I came back down to check on the pizza when the timer went off. Opening the oven drawer I could tell it wasn’t as hot as it should be. What?! I went thru all the procedures, again. The Beast hummed, again. I sat there and watched it, and waited. Minutes ticked by. It seemed to be getting hotter. At the 6:08 mark, it shut off. But why?
I would have fired our pizza oven up, or built a fire on the right side, but I didn’t have that kind if time. Or energy . So I did the procedures, yet again, and it started right up. Again, I sat there and watched. 6:08 it shut off. I checked the pizza. Not quite done. So I did it all, again. Jeff came into the kitchen.
‘Just set a timer. You don’t have to watch it.’ He told me like that would solve everything.
I explained the issue and he did something that makes me insane. ‘You’re probably not following the instructions. Let me try.’
This got him a free eye roll. But maybe I had missed something. So after it shut off again, I stood back and let him try. At the 6:08 mark it shut off. AGAIN!!
‘Huh. Something isn’t right.’ He stated like this was new news. Clueless I wanted to punch him, he wandered out of the kitchen to leave me to it. It took only one more ‘6:08’ and the pizza was done. We were tired. I would worry about the oven another time.
After completely forgetting about it, the next night I whipped up garlic, lemon, rosemary chicken with potatoes and approached The Beast. I would figure this out. No, I wouldn’t. As Jeff watched the sunset on the terrace shouting ‘It gorgeous tonight. Come see.’ I sat on the floor in front of the oven. Turning it back on every 6 minutes and 8 seconds. Could I gave called Pedro? Yes. But I call Pedro for everything now. My pride wouldn’t allow it. I began to wonder what garlic lemon rosemary chicken and potatoes would taste like on a stove top cooked in a frying pan.
It began impacting my culinary choices. Jeff noticed my creativity but didn’t make a big deal of it. He had no clue either. But then I had to meet Pedro to get the cable/internet set up. And I casually mentioned the oven.
‘It is a bit tricky.’ He agreed. ‘But if you remember to set the timer to blah blah blah you shouldn’t have a problem.’
‘I’m sorry. What was the setting?’ I asked.
‘22:38. Sorry for my English.’
It was the clock!
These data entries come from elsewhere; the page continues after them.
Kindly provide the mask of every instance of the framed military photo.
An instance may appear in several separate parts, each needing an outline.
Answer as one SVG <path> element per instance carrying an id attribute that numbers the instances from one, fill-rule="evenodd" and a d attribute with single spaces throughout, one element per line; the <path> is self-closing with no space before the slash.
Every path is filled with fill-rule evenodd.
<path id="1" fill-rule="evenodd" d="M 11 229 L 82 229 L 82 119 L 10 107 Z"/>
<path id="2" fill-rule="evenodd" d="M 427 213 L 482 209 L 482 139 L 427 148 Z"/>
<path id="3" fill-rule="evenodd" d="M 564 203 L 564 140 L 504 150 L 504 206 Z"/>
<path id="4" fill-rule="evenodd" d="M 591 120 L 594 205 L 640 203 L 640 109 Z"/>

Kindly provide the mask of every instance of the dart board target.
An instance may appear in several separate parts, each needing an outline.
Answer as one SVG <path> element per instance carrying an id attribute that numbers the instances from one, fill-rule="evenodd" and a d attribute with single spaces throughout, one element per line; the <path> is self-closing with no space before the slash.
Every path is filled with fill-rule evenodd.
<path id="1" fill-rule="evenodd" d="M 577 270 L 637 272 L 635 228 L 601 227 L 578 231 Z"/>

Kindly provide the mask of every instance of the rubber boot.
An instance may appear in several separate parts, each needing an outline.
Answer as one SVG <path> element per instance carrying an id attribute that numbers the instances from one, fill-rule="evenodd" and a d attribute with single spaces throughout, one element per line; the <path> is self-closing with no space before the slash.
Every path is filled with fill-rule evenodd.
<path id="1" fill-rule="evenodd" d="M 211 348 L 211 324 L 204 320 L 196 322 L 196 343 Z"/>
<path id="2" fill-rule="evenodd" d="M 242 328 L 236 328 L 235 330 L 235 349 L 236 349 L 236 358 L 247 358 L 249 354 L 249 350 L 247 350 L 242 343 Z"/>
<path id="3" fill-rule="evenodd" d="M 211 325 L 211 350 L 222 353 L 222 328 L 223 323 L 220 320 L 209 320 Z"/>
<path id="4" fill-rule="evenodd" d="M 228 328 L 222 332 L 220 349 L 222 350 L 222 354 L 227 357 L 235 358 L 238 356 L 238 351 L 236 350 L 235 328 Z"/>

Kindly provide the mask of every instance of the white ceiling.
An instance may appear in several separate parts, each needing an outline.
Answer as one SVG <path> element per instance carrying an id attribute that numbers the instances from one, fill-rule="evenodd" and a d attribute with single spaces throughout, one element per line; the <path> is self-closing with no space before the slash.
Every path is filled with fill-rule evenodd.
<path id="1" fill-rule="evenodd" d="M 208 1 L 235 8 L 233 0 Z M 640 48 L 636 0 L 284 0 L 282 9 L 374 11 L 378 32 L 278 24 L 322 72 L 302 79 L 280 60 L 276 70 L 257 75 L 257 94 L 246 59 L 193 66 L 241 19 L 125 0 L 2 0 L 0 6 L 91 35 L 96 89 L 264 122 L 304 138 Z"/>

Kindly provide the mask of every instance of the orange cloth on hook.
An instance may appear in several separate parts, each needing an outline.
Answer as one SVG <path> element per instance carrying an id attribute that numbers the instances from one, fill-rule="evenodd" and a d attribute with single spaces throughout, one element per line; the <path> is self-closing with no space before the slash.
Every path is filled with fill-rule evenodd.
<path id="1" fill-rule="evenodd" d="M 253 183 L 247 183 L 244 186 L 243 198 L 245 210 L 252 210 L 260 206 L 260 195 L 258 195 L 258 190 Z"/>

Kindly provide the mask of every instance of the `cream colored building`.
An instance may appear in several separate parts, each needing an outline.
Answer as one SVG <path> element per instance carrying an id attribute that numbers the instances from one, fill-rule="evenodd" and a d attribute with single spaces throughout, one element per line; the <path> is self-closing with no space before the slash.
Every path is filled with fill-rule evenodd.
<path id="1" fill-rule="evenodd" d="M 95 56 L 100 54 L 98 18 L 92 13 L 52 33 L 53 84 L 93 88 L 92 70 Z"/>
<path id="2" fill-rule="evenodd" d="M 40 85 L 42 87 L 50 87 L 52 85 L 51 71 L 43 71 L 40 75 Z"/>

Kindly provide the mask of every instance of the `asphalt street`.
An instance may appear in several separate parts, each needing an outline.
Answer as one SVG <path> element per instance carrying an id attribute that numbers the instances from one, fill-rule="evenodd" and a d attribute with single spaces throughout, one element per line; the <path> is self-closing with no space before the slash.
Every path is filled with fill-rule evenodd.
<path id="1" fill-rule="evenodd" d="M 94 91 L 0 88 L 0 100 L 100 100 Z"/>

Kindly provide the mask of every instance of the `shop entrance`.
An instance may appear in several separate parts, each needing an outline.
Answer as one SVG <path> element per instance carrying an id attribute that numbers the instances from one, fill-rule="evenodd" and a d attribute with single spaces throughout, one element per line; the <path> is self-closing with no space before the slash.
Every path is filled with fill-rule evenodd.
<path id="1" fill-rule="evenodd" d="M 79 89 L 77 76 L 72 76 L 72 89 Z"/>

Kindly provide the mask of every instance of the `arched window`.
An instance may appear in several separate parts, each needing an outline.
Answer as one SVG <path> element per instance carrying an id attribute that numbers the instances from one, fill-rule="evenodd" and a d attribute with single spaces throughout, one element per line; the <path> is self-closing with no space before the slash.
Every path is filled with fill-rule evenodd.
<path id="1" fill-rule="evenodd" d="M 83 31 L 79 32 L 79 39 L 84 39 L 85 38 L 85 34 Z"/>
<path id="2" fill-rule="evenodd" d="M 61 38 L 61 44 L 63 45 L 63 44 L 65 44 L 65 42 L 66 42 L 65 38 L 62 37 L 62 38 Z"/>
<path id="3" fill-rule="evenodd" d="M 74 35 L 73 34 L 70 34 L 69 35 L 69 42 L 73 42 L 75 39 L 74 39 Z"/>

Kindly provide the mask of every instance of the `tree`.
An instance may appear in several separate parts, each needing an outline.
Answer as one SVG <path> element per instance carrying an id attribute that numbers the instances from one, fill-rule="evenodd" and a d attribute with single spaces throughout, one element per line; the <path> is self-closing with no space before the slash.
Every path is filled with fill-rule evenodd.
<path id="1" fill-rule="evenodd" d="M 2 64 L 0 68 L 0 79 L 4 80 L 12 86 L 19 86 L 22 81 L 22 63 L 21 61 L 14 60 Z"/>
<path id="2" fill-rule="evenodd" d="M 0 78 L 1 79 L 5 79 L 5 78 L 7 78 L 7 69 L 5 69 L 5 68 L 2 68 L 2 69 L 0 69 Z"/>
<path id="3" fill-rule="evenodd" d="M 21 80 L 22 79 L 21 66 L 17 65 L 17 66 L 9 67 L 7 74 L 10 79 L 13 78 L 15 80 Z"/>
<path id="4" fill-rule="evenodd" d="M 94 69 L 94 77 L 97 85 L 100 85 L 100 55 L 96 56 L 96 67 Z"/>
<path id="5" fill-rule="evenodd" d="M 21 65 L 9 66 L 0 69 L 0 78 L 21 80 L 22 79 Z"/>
That’s what they were fighting about that first day. So after my appointment with the internet provider, I went home and made some teriyaki skewers and it worked! If I set the clock to 22:38 the oven will stay on FOREVER!! I feel sure there are other secrets The Beast is hiding. I’ll find them eventually. But for now I’m satisfied with our temporary detente. And if worse comes to worse I’ll order UberEats on our lightening fast internet.